There is a new Pittsburgh Data Visualization Meetup and I attended the first meeting, which was a meet and greet at Fuel & Fuddle in Oakland.

My interest in data visualization

Data visualization isn’t something I’ve done much of, but is something I’m interested in, both for work and for my own personal project ideas. For example, I have amassed a lot of personal data about the races I’ve run and the chess games I’ve played.

The only thing I’ve done for visualization at work is generate static images using Graphviz to display, in human-friendly form, grammatical relations that are otherwise represented using a text format; this text format is usually automatically generated, but sometimes has errors that humans have to fix. It is hard to either see or fix such errors from the text representation, so the visual display helps a lot. Unfortunately, right now our program only generates a static image, not an interactive and editable representation of each graph, so the user who sees something wrong has to edit the text and regenerate the image to verify the correction visually. Ideally we would like to make the program more interactive, but this task is not performed very often, so I had gone with the simplest possible solution.

Summary of meeting

This being the first meeting, we all introduced ourselves and chatted over dinner. The creator of the new meetup is Patrick Dudas, who is involved in all kinds of cool projects in collecting data (such as scraping Twitter) and visualizing it.

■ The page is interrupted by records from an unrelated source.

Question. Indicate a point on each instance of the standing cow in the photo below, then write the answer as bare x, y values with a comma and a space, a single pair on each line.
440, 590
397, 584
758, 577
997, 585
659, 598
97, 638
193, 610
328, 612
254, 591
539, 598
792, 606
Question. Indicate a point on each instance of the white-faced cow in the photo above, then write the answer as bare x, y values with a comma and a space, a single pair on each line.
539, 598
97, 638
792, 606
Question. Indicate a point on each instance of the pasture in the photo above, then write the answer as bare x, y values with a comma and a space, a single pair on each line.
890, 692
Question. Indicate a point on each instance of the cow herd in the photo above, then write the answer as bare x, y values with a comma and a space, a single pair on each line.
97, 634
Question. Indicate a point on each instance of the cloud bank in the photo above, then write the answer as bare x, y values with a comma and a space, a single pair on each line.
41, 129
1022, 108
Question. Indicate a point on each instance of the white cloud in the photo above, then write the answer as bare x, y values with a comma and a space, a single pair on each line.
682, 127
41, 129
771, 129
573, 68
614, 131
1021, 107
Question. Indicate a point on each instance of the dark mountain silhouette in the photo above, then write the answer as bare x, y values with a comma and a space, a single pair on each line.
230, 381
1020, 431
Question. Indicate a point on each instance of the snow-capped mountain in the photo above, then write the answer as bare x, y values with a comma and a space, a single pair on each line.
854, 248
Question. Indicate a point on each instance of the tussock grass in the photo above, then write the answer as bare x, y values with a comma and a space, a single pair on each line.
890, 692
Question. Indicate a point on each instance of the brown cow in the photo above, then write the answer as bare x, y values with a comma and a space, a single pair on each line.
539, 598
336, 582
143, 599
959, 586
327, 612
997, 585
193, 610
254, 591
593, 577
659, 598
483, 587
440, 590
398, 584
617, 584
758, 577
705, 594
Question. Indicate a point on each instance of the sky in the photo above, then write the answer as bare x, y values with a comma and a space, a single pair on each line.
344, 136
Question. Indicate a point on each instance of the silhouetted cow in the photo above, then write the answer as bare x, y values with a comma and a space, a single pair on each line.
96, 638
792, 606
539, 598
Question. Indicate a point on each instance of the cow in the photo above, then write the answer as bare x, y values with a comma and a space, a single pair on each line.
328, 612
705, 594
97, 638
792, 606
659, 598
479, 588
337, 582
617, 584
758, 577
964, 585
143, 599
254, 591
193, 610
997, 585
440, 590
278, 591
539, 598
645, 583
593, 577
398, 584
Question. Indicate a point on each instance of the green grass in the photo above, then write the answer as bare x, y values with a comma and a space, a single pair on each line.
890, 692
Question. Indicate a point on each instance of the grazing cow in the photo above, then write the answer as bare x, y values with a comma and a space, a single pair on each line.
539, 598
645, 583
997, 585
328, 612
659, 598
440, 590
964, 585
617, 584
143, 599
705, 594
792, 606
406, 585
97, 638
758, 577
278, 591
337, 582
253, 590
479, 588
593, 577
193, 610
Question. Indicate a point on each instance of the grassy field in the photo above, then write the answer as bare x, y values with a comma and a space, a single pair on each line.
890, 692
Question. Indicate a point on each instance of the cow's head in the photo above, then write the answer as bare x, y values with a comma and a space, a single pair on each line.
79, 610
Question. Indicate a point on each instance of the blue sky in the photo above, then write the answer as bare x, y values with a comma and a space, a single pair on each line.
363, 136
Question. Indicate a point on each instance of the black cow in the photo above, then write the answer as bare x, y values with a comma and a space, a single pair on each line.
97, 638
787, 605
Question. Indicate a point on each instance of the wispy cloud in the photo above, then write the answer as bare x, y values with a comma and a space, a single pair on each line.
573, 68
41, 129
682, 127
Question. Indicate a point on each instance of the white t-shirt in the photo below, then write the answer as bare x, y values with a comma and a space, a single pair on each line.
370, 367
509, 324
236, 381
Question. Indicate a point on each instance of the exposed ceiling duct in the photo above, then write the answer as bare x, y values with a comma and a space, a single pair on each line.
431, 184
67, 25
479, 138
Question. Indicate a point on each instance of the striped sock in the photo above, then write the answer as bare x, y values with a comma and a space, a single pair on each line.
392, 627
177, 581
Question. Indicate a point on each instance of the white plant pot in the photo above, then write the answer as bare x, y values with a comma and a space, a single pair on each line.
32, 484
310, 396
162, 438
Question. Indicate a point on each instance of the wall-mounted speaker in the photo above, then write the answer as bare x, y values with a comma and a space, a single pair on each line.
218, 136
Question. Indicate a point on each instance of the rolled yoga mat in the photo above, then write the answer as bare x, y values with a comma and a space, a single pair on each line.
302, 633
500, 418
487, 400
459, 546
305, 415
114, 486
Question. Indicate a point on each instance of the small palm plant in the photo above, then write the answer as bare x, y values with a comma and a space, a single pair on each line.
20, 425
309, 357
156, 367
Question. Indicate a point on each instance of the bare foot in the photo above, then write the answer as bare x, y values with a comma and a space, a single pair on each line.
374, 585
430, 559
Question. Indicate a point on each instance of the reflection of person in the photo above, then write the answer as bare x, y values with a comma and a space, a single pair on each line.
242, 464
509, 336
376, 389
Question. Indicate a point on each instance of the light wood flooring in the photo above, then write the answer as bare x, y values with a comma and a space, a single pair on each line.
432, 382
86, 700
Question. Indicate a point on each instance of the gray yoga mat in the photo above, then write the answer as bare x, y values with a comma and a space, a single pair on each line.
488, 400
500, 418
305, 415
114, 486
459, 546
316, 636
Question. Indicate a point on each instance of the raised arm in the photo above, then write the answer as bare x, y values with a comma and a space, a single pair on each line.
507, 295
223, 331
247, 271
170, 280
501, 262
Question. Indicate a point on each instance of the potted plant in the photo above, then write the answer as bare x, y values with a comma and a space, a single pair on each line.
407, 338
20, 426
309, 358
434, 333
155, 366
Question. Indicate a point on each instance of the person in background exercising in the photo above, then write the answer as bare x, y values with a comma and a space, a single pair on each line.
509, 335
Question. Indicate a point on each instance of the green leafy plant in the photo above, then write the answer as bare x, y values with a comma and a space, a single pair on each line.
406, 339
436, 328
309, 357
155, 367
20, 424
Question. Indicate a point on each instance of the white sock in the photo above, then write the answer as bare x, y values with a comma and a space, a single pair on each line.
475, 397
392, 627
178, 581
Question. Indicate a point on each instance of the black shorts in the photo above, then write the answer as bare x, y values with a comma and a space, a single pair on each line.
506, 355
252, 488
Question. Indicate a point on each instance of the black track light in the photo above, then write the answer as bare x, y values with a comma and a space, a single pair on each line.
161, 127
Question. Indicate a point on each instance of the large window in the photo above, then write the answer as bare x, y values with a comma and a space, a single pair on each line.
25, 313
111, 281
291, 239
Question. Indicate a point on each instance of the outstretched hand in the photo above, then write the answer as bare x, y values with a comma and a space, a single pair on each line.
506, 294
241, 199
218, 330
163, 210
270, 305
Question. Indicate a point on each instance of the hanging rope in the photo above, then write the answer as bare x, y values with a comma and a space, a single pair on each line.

People talked about the kind of work they do and the tools they use or would like to switch to using. There was a good variety of people from different disciplines, from science to business, all with a need to create useful visualizations to analyze and report on data.

Libraries and languages mentioned included D3, ggplot, R, Python, and Tableau. There was particular interest in more effective use of D3 and R. Patrick promised to lead a session on D3 soon.


It was good to see a new meetup revolving around a need and a discipline, visualization, that cuts across different disciplines and programming languages.